Cf. ci-dessous le document original justifiant la validité de sa déclaration de travaux (qui de plus n'a reçu aucun refus des autorités dans le délai légal) :

Et voici la traduction de ce document par la Cour Correctionnelle de Bastia, reprise par la Cour d’Appel de Bastia :
Jugement du 15 juin 2012
« attendu en revanche qu’il n’est pas contestable que les travaux ont été effectués dans une zone non constructible et que les modifications et agrandissements réalisés l’ont été en violation du plan local d’urbanisme de la commune et que par conséquent Denis Dejustys sera déclaré coupable de ce chef »
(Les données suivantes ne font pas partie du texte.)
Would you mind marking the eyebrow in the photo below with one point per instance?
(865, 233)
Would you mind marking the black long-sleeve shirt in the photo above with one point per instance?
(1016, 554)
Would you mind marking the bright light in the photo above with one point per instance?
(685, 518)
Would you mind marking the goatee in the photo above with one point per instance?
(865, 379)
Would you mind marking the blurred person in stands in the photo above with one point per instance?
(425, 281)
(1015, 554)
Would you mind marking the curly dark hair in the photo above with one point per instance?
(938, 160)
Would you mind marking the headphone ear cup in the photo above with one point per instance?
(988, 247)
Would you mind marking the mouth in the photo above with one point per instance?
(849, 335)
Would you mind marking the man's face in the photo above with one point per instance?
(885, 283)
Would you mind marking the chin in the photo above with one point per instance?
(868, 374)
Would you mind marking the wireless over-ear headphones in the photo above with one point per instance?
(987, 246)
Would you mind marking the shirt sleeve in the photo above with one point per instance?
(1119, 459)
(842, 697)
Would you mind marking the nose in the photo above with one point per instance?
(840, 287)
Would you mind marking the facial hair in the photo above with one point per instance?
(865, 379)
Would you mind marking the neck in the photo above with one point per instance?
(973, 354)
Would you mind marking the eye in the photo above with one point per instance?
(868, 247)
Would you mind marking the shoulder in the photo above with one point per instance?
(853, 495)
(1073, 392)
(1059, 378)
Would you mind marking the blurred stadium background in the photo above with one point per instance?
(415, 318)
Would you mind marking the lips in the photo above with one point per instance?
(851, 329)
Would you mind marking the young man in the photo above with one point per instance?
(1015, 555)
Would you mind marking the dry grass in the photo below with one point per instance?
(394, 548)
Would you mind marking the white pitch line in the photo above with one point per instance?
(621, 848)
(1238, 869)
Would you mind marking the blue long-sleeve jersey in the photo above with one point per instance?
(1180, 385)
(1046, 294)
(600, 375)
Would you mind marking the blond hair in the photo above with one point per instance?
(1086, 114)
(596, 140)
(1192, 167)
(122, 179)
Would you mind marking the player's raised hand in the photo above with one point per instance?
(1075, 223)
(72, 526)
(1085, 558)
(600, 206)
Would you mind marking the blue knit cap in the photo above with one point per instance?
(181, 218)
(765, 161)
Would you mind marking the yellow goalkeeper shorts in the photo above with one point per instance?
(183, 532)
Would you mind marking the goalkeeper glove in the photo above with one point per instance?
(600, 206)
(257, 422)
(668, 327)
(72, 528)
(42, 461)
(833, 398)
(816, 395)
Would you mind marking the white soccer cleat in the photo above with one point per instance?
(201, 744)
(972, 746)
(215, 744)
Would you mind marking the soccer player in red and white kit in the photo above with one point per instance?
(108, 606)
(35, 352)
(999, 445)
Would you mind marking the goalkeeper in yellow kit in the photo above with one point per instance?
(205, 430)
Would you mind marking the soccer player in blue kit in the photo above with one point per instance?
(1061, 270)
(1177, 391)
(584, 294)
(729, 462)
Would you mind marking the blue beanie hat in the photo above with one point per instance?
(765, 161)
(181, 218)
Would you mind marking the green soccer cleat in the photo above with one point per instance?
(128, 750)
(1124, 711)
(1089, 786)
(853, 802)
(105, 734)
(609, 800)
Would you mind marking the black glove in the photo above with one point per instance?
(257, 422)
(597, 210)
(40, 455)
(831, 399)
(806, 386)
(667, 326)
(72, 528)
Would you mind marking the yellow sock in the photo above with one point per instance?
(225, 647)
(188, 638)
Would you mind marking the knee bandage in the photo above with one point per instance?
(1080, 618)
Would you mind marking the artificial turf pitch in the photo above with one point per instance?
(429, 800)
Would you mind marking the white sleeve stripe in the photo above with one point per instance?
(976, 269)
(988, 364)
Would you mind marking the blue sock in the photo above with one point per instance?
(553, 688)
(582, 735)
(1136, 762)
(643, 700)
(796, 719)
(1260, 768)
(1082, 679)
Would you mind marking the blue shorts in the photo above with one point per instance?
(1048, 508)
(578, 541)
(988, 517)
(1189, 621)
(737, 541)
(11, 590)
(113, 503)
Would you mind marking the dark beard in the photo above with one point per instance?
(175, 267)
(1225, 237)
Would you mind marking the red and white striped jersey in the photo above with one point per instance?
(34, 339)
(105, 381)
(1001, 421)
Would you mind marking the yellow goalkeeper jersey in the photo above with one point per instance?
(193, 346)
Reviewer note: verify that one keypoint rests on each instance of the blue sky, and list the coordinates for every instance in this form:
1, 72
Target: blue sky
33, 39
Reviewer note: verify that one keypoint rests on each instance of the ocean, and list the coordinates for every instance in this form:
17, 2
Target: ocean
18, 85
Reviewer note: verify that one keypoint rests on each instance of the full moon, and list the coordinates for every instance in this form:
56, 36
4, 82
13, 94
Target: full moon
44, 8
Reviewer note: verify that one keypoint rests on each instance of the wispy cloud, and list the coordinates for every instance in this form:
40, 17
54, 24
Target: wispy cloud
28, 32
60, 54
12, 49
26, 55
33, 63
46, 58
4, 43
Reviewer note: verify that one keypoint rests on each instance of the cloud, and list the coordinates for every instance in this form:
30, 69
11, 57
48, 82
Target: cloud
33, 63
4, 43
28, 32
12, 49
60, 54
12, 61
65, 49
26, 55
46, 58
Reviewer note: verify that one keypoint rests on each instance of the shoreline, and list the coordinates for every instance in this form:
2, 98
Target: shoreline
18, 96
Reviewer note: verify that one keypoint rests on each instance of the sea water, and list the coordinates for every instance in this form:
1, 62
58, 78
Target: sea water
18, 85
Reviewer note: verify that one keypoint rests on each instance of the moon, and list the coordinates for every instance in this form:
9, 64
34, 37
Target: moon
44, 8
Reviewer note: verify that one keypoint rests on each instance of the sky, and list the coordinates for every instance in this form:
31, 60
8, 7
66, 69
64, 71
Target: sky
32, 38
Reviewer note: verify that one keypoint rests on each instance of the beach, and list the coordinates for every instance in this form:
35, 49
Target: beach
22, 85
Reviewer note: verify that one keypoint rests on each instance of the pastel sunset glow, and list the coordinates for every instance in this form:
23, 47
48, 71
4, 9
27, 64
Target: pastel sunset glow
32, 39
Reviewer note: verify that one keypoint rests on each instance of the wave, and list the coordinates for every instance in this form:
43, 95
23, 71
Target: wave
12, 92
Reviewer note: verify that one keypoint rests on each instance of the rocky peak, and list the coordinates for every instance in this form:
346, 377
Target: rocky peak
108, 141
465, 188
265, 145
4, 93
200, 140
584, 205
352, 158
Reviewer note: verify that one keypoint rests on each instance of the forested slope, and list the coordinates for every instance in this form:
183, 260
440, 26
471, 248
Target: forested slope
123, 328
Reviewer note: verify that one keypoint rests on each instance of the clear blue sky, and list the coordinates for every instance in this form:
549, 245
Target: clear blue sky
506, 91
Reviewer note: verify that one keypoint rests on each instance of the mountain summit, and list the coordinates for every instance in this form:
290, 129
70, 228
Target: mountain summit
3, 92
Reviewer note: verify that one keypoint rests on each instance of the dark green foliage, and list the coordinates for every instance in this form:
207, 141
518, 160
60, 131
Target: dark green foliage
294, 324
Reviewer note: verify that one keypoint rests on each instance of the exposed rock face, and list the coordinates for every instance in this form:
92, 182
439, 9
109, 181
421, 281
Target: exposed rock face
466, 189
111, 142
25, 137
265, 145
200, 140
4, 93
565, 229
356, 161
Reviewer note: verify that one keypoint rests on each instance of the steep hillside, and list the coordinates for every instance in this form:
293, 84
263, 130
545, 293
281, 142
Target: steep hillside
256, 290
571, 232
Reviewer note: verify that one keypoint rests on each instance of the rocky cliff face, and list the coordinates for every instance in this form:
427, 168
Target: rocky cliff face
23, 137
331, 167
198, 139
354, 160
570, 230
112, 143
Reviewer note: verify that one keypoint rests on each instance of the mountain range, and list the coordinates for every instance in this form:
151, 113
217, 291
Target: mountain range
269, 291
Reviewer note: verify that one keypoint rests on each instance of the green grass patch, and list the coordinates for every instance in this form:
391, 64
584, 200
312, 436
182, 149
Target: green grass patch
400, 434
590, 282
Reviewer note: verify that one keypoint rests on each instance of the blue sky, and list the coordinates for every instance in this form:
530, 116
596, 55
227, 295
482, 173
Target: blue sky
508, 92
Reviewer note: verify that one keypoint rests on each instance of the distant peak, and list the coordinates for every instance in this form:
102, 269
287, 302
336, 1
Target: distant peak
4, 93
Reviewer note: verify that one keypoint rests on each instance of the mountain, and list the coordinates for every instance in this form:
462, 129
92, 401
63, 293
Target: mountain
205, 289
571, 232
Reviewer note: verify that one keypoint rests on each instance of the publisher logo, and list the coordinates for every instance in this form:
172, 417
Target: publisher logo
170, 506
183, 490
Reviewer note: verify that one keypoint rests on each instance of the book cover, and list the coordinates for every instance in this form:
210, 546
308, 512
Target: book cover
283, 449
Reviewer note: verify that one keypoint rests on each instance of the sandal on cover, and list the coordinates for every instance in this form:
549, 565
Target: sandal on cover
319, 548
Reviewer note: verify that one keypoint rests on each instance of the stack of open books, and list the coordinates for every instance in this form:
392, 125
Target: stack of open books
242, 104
C'est édifiant, et c'est un exemple parmi tant d'autres !
Denis Dejustys a été très lourdement condamné sur cette surprenante erreur, fondement de tous les jugements qui l’ont crucifié.
Tous les juristes et toutes les personnes interrogées avaient compris le sens exact de cette zone UD du POS en vigueur, évidemment constructible. En revanche tous les hauts fonctionnaires et tous les magistrats qui ont suivi cette affaire déclaraient le contraire en en inversant le sens ! De plus, la cour d'appel, tout en reprenant cette inversion de sens, y a ajouté une énorme bourde sur la taille des bâtiments (ces juges ne savent même pas lire correctement les plans qui figurent sur la déclaration de travaux). Piégés par les incohérences de leurs attendus, les magistrats éludent les questions posées et cognent encore plus fort pour faire taire toutes critiques. Au diable l'éthique et l'équité prônées par la Déclaration des Droits de l'Homme et du Citoyen ! Cogner, cogner encore, cogner toujours plus fort pour masquer l'injustice causée par leur manque de sérieux.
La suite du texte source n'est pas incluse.